Biopython code to get the translation:

trans = feature.translate(record.seq, cds=False, stop_symbol="")

This genome was annotated with bakta 1.9.4 with but I had similar issues with older versions.
They are many other partial CDS that do not exhibit this problem

Any idea what might be causing this problem?

Best, Trestan

oschwengers commented 1 month ago

Hi Trestan, thanks for reporting. This looks both odd and interesting, and I'd like to take a deeper look at this. Could you please run this setting the --debug flag (if not set already) and provide also the log and json file?
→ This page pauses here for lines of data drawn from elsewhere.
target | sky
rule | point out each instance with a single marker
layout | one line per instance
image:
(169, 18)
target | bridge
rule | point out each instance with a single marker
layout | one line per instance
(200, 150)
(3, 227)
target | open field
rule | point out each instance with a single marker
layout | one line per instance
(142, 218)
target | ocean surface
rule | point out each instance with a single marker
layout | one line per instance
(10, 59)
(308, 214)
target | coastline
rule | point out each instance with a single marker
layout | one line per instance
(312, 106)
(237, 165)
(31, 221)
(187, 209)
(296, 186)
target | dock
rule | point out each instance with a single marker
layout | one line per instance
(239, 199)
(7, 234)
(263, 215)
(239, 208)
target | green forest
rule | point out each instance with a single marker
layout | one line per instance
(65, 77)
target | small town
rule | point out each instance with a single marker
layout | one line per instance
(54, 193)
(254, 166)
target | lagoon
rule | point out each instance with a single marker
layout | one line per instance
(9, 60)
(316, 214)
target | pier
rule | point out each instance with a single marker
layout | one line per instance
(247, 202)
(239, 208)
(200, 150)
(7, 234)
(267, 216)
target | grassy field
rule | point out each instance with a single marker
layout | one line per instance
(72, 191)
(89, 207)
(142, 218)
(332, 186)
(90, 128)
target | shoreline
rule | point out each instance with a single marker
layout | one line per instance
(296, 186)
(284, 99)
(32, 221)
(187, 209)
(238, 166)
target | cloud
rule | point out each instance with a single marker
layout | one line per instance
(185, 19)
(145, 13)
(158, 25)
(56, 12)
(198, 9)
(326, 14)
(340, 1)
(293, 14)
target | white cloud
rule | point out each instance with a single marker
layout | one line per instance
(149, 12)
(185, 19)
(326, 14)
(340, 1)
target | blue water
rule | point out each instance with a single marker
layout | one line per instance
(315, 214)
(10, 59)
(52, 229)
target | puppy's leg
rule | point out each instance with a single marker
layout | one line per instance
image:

tpillone commented 1 month ago

Here are the log and json files in debug mode:

GEN12896.json GEN12896.log

Thank you, Trestan

oschwengers commented 3 weeks ago

OK, I took a deeper look into this. Indeed, for partial CDS that are truncated at both sides, the trailing amino acids is accidentally clipped as this is perceived as a trailing * which normally encodes a stop codon. Of course, in these cases, there is no such stop codon which causes the too short aa sequences.

I think this is a crucial bug, but occurs only in such rare edge cases that for most applications might not be that relevant (at least I hope so), as most analyses probably do not take into account annotated protein sequences that are truncated at both sides, anyway.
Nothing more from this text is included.